Mr Compton sought leave to appeal the decision of the primary judge to the Full Court of the Federal Court.
The Full Court
In a unanimous judgment, the Full Court granted Mr Compton’s appeal relying on the approach taken in the matter of Wren v Mahony (1972) 126 CLR 212. There, Fullager J found that in circumstances where reason is shown to question the underlying judgment, a Bankruptcy Court cannot simply accept the judgment as evidence of the debt, but must exercise its discretion to look behind the judgment. Further, the Full Court took the view that the primary judge had erred in focusing on the way in which Mr Compton had put his case in the Supreme Court, when the central issue was in fact whether there was in reality a debt owing to the petitioning creditor.
By special leave, Ramsay appealed this decision to the High Court, arguing that the Full Court had erred in setting aside the judgment of the primary judge.
The High Court
It was submitted on behalf of Ramsay that the discretion set out in section 52 of the Act is only enlivened in the circumstances of fraud, collusion or the miscarriage of justice. Ramsay argued that this proposition was consistent with the principle of finality of litigation, and that the discretion conferred by section 52 of the Act should only be applied in a manner which gives primacy to a final judgment given as a result of a contested hearing.
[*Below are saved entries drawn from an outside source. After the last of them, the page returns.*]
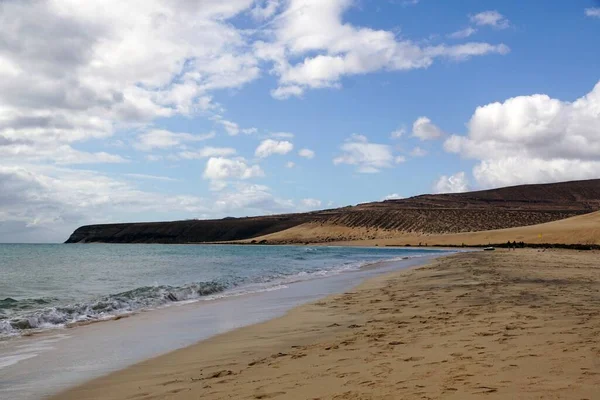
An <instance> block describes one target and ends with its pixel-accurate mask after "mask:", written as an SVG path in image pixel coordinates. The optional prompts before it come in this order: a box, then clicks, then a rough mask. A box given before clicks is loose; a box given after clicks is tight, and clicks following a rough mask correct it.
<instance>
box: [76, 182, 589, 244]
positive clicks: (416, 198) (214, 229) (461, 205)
mask: <svg viewBox="0 0 600 400" xmlns="http://www.w3.org/2000/svg"><path fill="white" fill-rule="evenodd" d="M597 210H600V179H599V180H589V181H575V182H564V183H555V184H546V185H524V186H515V187H508V188H501V189H494V190H486V191H478V192H469V193H459V194H442V195H422V196H416V197H412V198H409V199H401V200H389V201H385V202H376V203H367V204H360V205H358V206H355V207H345V208H339V209H334V210H325V211H319V212H313V213H303V214H287V215H278V216H265V217H252V218H226V219H222V220H205V221H198V220H188V221H174V222H151V223H131V224H110V225H90V226H84V227H81V228H79V229H77V230H76V231H75V232H74V233H73V234H72V235H71V237H70V238H69V239H68V240H67V243H90V242H104V243H201V242H219V241H232V240H243V239H251V238H255V237H259V236H264V235H268V234H271V233H275V232H280V231H283V230H286V229H289V228H292V227H295V226H298V225H301V224H304V223H308V222H310V223H322V224H328V225H334V226H335V225H337V226H345V227H361V228H369V229H371V228H373V229H380V230H385V231H394V232H398V231H401V232H417V233H431V234H443V233H459V232H474V231H483V230H491V229H503V228H513V227H519V226H527V225H535V224H541V223H545V222H551V221H555V220H559V219H564V218H569V217H573V216H576V215H580V214H585V213H590V212H593V211H597Z"/></svg>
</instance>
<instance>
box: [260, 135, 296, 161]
mask: <svg viewBox="0 0 600 400" xmlns="http://www.w3.org/2000/svg"><path fill="white" fill-rule="evenodd" d="M293 149H294V145H293V144H292V143H291V142H288V141H287V140H282V141H277V140H273V139H266V140H263V141H262V142H261V143H260V144H259V145H258V147H257V148H256V151H255V152H254V154H255V155H256V156H257V157H259V158H267V157H269V156H271V155H273V154H281V155H283V154H287V153H289V152H290V151H292V150H293Z"/></svg>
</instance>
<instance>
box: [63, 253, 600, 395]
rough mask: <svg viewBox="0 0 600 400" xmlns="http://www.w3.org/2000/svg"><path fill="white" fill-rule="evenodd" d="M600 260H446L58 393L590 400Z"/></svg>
mask: <svg viewBox="0 0 600 400" xmlns="http://www.w3.org/2000/svg"><path fill="white" fill-rule="evenodd" d="M596 257H597V253H596V252H575V251H565V250H560V251H557V250H550V251H545V252H544V251H535V250H519V251H517V252H508V251H498V252H494V253H483V252H473V253H459V254H456V255H453V256H450V257H440V258H438V259H436V260H434V261H433V262H431V263H429V264H427V265H425V266H421V267H418V268H411V269H409V270H405V271H399V272H393V273H391V274H385V275H380V276H376V277H373V278H371V279H369V280H367V281H366V282H363V283H362V284H360V285H359V286H357V287H355V288H354V289H352V290H351V291H347V292H345V293H341V294H337V295H332V296H329V297H327V298H324V299H322V300H319V301H317V302H315V303H311V304H307V305H303V306H300V307H297V308H294V309H293V310H291V311H290V312H288V313H287V314H286V315H285V316H283V317H280V318H276V319H273V320H269V321H267V322H263V323H260V324H256V325H251V326H247V327H244V328H240V329H237V330H234V331H230V332H227V333H224V334H222V335H218V336H215V337H212V338H210V339H207V340H205V341H202V342H199V343H197V344H195V345H192V346H190V347H187V348H184V349H180V350H177V351H174V352H172V353H169V354H166V355H163V356H160V357H157V358H154V359H150V360H147V361H144V362H142V363H139V364H136V365H134V366H132V367H129V368H127V369H125V370H122V371H119V372H116V373H113V374H110V375H108V376H105V377H103V378H99V379H96V380H94V381H91V382H88V383H87V384H84V385H82V386H80V387H77V388H73V389H71V390H68V391H66V392H63V393H61V394H59V395H57V396H55V397H52V399H53V400H58V399H63V400H71V399H73V400H74V399H92V398H98V395H99V394H100V393H101V394H102V396H101V397H102V398H103V399H115V400H116V399H125V398H133V397H134V396H135V397H136V398H146V399H149V398H174V399H192V398H194V399H195V398H198V397H201V398H207V399H224V398H230V397H233V398H282V399H288V398H290V399H304V398H316V397H320V398H339V399H354V398H398V396H400V397H401V398H421V397H423V396H427V397H430V398H451V399H464V398H479V397H480V396H482V395H484V394H485V395H487V396H489V397H491V398H498V399H501V398H507V397H515V396H518V397H519V398H532V399H533V398H540V397H544V396H550V395H552V396H554V398H569V399H570V398H573V399H581V398H593V396H594V393H596V388H597V387H598V385H600V339H599V337H598V335H597V334H598V332H600V321H598V319H597V316H598V315H600V296H599V295H598V292H599V289H600V268H598V267H596ZM524 265H526V266H527V267H528V268H523V266H524ZM556 297H558V299H560V301H557V299H555V298H556ZM594 316H596V318H594Z"/></svg>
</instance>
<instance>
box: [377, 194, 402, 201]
mask: <svg viewBox="0 0 600 400" xmlns="http://www.w3.org/2000/svg"><path fill="white" fill-rule="evenodd" d="M403 198H404V196H401V195H399V194H398V193H392V194H388V195H387V196H385V197H384V198H382V199H381V201H386V200H400V199H403Z"/></svg>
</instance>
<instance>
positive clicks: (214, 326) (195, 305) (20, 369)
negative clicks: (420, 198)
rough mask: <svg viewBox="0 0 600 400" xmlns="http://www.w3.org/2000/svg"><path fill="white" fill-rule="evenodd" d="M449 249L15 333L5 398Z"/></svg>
mask: <svg viewBox="0 0 600 400" xmlns="http://www.w3.org/2000/svg"><path fill="white" fill-rule="evenodd" d="M443 254H444V253H442V252H440V253H438V254H436V253H433V254H430V255H426V254H421V256H420V257H415V258H410V259H405V260H402V261H399V260H398V261H394V262H386V263H381V264H376V265H374V266H373V265H370V266H368V267H366V268H365V267H363V268H360V269H359V270H355V271H349V272H342V273H339V274H337V275H333V276H329V277H325V278H316V279H311V280H304V281H300V282H295V283H291V284H289V286H288V285H286V286H285V288H282V289H281V290H272V291H266V292H262V293H255V294H248V295H243V296H234V297H227V298H220V299H216V300H214V301H206V302H195V303H191V304H180V305H178V306H176V307H165V308H162V309H160V308H159V309H156V310H152V311H148V312H140V313H137V314H135V315H133V316H131V317H129V318H122V319H118V320H113V321H109V322H107V323H103V324H100V323H93V324H87V325H84V326H77V327H75V328H72V329H64V330H55V331H49V332H46V333H42V334H40V335H37V336H36V337H28V338H15V340H12V339H11V340H9V342H11V343H7V342H5V343H1V342H0V360H1V359H3V356H8V358H10V357H12V356H13V355H15V354H17V353H15V352H16V351H18V352H19V353H18V354H19V355H24V357H23V358H22V359H21V361H19V362H17V363H16V364H14V365H9V366H8V367H7V368H4V369H2V374H1V375H2V378H0V397H2V396H4V395H6V397H7V398H11V399H18V400H33V399H39V398H42V397H44V398H45V397H46V396H49V395H54V394H56V393H59V392H60V391H62V390H65V389H66V388H70V387H73V386H76V385H79V384H82V383H84V382H86V381H89V380H90V379H94V378H97V377H99V376H103V375H106V374H109V373H111V372H113V371H118V370H120V369H123V368H126V367H128V366H130V365H133V364H135V363H137V362H141V361H144V360H147V359H150V358H152V357H156V356H157V355H160V354H166V353H169V352H171V351H174V350H177V349H180V348H184V347H186V346H189V345H192V344H195V343H198V342H199V341H202V340H204V339H206V338H208V337H212V336H214V335H219V334H222V333H224V332H227V331H230V330H232V329H237V328H239V327H241V326H248V325H252V324H255V323H260V322H263V321H266V320H269V319H272V318H277V317H279V316H281V315H283V314H285V312H287V311H288V310H290V309H292V308H293V307H296V306H298V305H301V304H305V303H308V302H311V301H315V300H317V299H319V298H322V297H325V296H327V295H330V294H333V293H340V292H343V291H345V290H348V289H349V288H351V287H353V286H355V285H356V284H358V283H360V282H362V281H363V280H365V279H368V278H369V277H372V276H377V275H380V274H384V273H386V272H390V271H394V270H397V269H399V268H406V267H409V266H411V265H416V264H422V263H426V262H427V260H429V259H431V258H432V257H435V256H441V255H443ZM115 332H118V334H115ZM55 339H57V340H55ZM58 339H60V340H58ZM3 345H4V346H3ZM7 345H8V346H9V347H6V346H7ZM11 350H12V351H11ZM4 359H5V360H6V358H4ZM9 361H10V360H9Z"/></svg>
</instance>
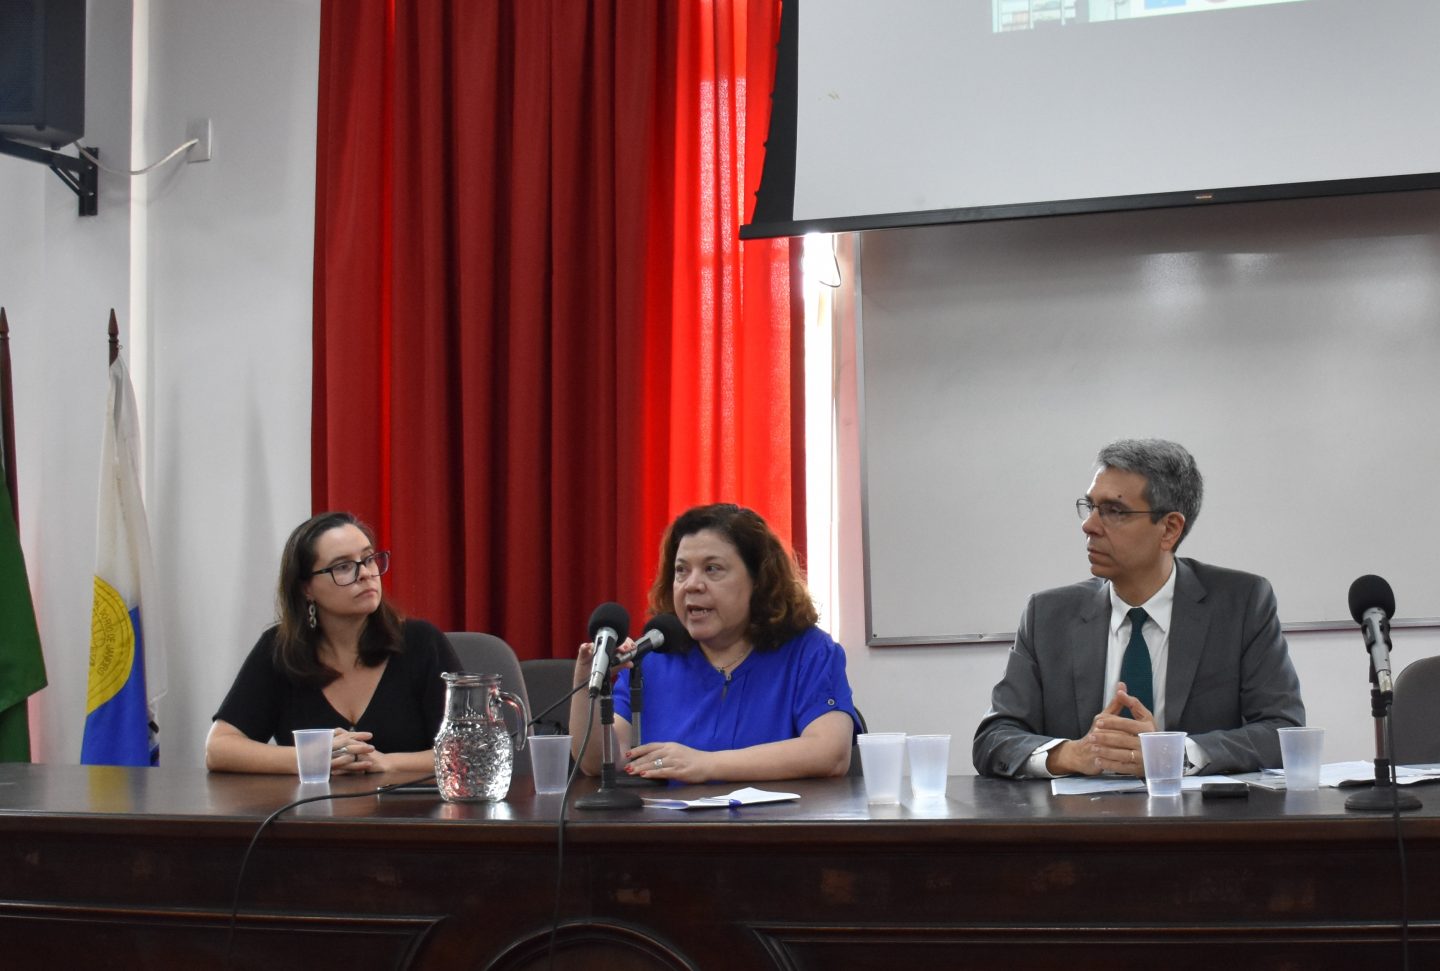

Conversely, Counsel on behalf of Mr Compton argued that the Bankruptcy Court should be compelled to go behind a judgment in situations where sufficient evidence was presented which casts doubt over whether the debt is truly owed to the petitioning creditor.
The Court ultimately upheld the decision of the Full Court, and ordered that the Bankruptcy Court should proceed to investigate whether or not the debt was owing. In essence, the High Court took the view that the scrutiny required in accordance with section 52 of the Act serves to protect the interest of third parties, specifically other creditors of the debtor who were not parties to the proceeding that resulted in the judgment debt.
This decision is of concern to bankruptcy lawyers and insolvency practitioners alike. It undermines judgments made in contested, adversarial hearings, in which the parties should be bound by the choices they make in conducting those proceedings. This decision opens the Bankruptcy Court up to becoming an appeal Court from other Courts and Tribunals, and essentially gives debtors another shot at a more favourable judgment.
The High Court’s determination in this matter raises the following issues:
- What circumstances will be considered sufficient to enliven the Bankruptcy Court’s discretion under section 52 of the Act?
- How does the High Court’s judgment accord with the Civil Procedure Act 2010, and the obligations of the parties to resolve disputes as cost effectively and efficiently as possible?
This matter certainly creates uncertainty in the bankruptcy space, but how this judgment will be applied by the Bankruptcy Courts is yet to be seen. The matter bas been referred back to the Full Court of the Federal Court, and the judgment is currently reserved. The story continues.